Correlation Between Home Depot and Floor Decor
Can any of the company-specific risk be diversified away by investing in both Home Depot and Floor Decor at the same time? Although using a correlation coefficient on its own may not help to predict future stock returns, this module helps to understand the diversifiable risk of combining Home Depot and Floor Decor into the same portfolio, which is an essential part of the fundamental portfolio management process.
By analyzing existing cross correlation between Home Depot and Floor Decor Holdings, you can compare the effects of market volatilities on Home Depot and Floor Decor and check how they will diversify away market risk if combined in the same portfolio for a given time horizon. You can also utilize pair trading strategies of matching a long position in Home Depot with a short position of Floor Decor. Check out your portfolio center. Please also check ongoing floating volatility patterns of Home Depot and Floor Decor.
Diversification Opportunities for Home Depot and Floor Decor
0.11 | Correlation Coefficient |
Average diversification
The 3 months correlation between Home and Floor is 0.11. Overlapping area represents the amount of risk that can be diversified away by holding Home Depot and Floor Decor Holdings in the same portfolio, assuming nothing else is changed. The correlation between historical prices or returns on Floor Decor Holdings and Home Depot is a relative statistical measure of the degree to which these equity instruments tend to move together. The correlation coefficient measures the extent to which returns on Home Depot are associated (or correlated) with Floor Decor. Values of the correlation coefficient range from -1 to +1, where. The correlation of zero (0) is possible when the price movement of Floor Decor Holdings has no effect on the direction of Home Depot i.e., Home Depot and Floor Decor go up and down completely randomly.

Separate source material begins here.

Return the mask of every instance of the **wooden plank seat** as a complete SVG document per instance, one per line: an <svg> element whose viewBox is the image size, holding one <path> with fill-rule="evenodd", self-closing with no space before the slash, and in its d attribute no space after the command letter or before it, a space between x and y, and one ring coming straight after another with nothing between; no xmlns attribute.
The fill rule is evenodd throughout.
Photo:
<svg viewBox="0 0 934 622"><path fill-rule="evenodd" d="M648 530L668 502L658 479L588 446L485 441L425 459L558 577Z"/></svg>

Pair Corralation between Home Depot and Floor Decor
Allowing for the 90-day total investment horizon Home Depot is expected to generate 1.45 times less return on investment than Floor Decor. But when comparing it to its historical volatility, Home Depot is 1.85 times less risky than Floor Decor. It trades about 0.06 of its potential returns per unit of risk. Floor Decor Holdings is currently generating about 0.05 of returns per unit of risk over similar time horizon. If you would invest 7,580 in Floor Decor Holdings on August 30, 2024 and sell it today you would earn a total of 3,828 from holding Floor Decor Holdings or generate 50.5% return on investment over 90 days.
Time Period | 3 Months [change] |
Direction | Moves Together |
Strength | Insignificant |
Accuracy | 100.0% |
Values | Daily Returns |
Home Depot vs. Floor Decor Holdings
Performance |
Timeline |
Home Depot |
Floor Decor Holdings |
Home Depot and Floor Decor Volatility Contrast
Predicted Return Density |
Returns |
Pair Trading with Home Depot and Floor Decor
The main advantage of trading using opposite Home Depot and Floor Decor positions is that it hedges away some unsystematic risk. Because of two separate transactions, even if Home Depot position performs unexpectedly, Floor Decor can make up some of the losses. Pair trading also minimizes risk from directional movements in the market. For example, if an entire industry or sector drops because of unexpected headlines, the short position in Floor Decor will offset losses from the drop in Floor Decor's long position.Home Depot vs. Floor Decor Holdings | Home Depot vs. Arhaus Inc | Home Depot vs. Haverty Furniture Companies | Home Depot vs. Lowes Companies |
Floor Decor vs. Arhaus Inc | Floor Decor vs. Live Ventures | Floor Decor vs. Haverty Furniture Companies | Floor Decor vs. Haverty Furniture Companies |
Check out your portfolio center.Note that this page's information should be used as a complementary analysis to find the right mix of equity instruments to add to your existing portfolios or create a brand new portfolio. You can also try the Portfolio Backtesting module to avoid under-diversification and over-optimization by backtesting your portfolios.